5.  COURTS AND THE JUDICIARY:

The extent to which the powers of the European Court of Justice, and other judicial powers, are changed by the Treaty and the likely impact of any such changes on the United Kingdom constitution. The implications of the Treaty for the constitutional principle of the rule of law.

  The central changes to the European Court of Justice's jurisdiction are that policing and judicial cooperation in criminal matters have been incorporated into the structures associated with the EC Treaty and that decisions of the European Council will now be subject to review by it. With regard to the first point, it is worth observing that it already has a limited jurisdiction by virtue of Article 35 TEU, and that its judgments will not be binding on the United Kingdom insofar as they relate to instruments into which it has not opted-in. That said, the potential for cases within the field of area of freedom, security and justice to take a high proportion of the Court of Justice's docket is considerable, particularly as the preliminary reference procedure has been amended to give preference to references where one party is in detention. This will affect the United Kingdom insofar as the type of work done by an institution invariably affects its nature and this work sidelines other references.
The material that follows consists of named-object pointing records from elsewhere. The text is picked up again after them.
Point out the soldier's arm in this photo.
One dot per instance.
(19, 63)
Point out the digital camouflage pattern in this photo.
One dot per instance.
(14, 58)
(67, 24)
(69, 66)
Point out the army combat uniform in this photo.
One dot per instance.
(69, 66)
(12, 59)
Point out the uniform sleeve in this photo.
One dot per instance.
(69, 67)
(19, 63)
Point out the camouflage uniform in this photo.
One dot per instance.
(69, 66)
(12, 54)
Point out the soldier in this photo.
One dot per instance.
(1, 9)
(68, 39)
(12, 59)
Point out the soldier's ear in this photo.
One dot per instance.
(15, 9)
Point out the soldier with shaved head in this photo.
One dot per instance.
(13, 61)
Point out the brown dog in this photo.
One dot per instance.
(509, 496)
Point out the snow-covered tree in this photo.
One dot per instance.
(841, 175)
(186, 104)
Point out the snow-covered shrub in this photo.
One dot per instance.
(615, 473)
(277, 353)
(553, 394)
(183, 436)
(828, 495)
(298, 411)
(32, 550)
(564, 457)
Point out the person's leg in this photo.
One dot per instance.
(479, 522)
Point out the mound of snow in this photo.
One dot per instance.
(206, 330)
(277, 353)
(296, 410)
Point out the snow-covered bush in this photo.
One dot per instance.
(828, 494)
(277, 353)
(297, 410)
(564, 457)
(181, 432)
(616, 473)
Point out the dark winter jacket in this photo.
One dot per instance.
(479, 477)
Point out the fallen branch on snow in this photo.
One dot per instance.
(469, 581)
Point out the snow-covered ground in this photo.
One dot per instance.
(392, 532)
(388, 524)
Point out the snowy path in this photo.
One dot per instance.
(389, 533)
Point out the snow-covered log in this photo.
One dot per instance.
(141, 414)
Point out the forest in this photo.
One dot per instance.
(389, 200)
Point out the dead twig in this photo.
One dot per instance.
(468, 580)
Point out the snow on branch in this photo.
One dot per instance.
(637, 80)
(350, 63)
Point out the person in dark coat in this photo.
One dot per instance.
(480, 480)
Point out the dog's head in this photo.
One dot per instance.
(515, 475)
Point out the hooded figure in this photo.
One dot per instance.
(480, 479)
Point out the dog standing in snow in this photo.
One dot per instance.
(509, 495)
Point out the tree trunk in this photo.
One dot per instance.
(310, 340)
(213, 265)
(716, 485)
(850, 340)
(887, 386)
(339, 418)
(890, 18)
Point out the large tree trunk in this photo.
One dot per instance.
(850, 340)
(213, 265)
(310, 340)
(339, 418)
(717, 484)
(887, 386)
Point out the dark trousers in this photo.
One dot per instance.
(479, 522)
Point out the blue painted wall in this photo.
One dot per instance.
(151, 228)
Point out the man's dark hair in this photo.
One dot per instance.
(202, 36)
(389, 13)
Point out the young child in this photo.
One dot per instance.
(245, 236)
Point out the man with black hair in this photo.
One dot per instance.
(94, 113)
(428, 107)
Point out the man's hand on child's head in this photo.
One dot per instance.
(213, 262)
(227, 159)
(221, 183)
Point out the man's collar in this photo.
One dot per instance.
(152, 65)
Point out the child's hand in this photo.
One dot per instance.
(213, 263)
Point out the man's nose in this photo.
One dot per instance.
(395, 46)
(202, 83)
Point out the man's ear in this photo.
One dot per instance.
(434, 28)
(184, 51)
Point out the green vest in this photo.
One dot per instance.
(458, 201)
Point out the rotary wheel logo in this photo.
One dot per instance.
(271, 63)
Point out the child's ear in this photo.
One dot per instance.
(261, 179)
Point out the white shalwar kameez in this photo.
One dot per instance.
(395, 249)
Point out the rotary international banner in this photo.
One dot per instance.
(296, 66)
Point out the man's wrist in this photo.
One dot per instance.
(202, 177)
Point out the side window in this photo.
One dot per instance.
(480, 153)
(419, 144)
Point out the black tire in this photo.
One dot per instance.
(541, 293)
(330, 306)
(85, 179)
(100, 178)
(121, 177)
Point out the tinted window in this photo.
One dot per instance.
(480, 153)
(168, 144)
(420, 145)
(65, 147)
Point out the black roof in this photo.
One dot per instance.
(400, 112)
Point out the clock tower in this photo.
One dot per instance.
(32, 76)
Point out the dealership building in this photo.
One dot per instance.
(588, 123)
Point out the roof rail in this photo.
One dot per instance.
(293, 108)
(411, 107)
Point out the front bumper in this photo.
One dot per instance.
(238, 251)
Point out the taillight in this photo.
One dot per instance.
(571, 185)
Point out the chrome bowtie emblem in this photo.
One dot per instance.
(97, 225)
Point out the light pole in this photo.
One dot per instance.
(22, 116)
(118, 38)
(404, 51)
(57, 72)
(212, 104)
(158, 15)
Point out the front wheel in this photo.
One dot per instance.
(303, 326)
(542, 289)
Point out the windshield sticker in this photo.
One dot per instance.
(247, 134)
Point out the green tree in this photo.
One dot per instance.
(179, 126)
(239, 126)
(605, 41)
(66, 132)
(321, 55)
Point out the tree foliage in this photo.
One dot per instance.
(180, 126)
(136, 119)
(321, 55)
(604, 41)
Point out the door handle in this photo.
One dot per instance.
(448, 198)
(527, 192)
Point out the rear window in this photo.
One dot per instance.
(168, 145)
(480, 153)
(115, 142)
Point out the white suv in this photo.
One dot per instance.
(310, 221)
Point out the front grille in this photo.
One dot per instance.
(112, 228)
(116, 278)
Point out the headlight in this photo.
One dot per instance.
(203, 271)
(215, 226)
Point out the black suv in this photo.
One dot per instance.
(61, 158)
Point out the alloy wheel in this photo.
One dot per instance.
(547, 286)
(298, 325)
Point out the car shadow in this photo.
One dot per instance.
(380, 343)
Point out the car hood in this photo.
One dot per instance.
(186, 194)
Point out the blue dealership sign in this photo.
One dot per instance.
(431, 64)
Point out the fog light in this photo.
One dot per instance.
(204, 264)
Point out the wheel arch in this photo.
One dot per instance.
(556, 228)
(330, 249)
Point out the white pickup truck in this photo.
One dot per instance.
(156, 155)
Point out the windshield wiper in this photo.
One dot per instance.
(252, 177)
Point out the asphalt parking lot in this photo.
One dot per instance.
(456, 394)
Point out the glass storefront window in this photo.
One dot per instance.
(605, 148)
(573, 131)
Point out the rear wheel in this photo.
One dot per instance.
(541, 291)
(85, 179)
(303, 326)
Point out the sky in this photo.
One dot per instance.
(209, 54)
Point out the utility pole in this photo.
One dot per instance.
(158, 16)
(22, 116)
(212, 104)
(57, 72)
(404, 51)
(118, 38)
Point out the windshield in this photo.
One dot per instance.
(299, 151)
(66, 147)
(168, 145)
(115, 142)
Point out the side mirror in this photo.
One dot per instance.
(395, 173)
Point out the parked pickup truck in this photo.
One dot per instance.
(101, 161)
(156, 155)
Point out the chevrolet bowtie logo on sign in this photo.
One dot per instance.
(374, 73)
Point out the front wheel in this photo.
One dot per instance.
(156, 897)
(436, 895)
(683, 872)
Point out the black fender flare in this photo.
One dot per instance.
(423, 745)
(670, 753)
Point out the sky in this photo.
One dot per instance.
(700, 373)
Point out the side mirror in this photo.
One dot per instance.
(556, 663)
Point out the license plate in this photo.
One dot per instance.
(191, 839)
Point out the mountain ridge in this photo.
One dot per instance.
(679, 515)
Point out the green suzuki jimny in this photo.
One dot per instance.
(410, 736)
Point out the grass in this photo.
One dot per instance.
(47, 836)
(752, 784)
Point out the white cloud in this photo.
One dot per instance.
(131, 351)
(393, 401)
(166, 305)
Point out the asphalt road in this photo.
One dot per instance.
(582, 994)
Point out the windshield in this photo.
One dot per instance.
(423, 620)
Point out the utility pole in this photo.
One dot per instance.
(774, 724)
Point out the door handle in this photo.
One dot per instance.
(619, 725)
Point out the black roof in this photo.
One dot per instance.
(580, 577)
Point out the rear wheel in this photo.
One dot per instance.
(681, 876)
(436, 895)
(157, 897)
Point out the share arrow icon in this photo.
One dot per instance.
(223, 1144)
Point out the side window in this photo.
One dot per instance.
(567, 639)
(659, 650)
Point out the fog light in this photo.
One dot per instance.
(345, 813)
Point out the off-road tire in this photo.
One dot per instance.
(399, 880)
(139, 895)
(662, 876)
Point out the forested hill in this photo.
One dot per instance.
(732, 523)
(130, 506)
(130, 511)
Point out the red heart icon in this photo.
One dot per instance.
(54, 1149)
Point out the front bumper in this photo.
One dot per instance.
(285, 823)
With regard to the second point, the central vehicle for challenging acts of the European Council is through challenges by the Commission, Parliament or individual member States under Article 263(2) TEU. One would expect this to be quite rare, and the Court to exercise considerable caution here. The idea of an act unanimously agreed by 27 Heads of State being struck down is an unusual and highly powerful. It is certainly a victory for the rule of law.

  Insofar as the question is raised about the implications for the rule of law, I have to say I am confused by this. In European Union law, it is rarely a choice between the rule of law or not but rather between two systems of law both of which operate under the principle of the rule of law. Other than the point in the preceding paragraph, I see no further implications for the rule of law in the Treaty of Lisbon.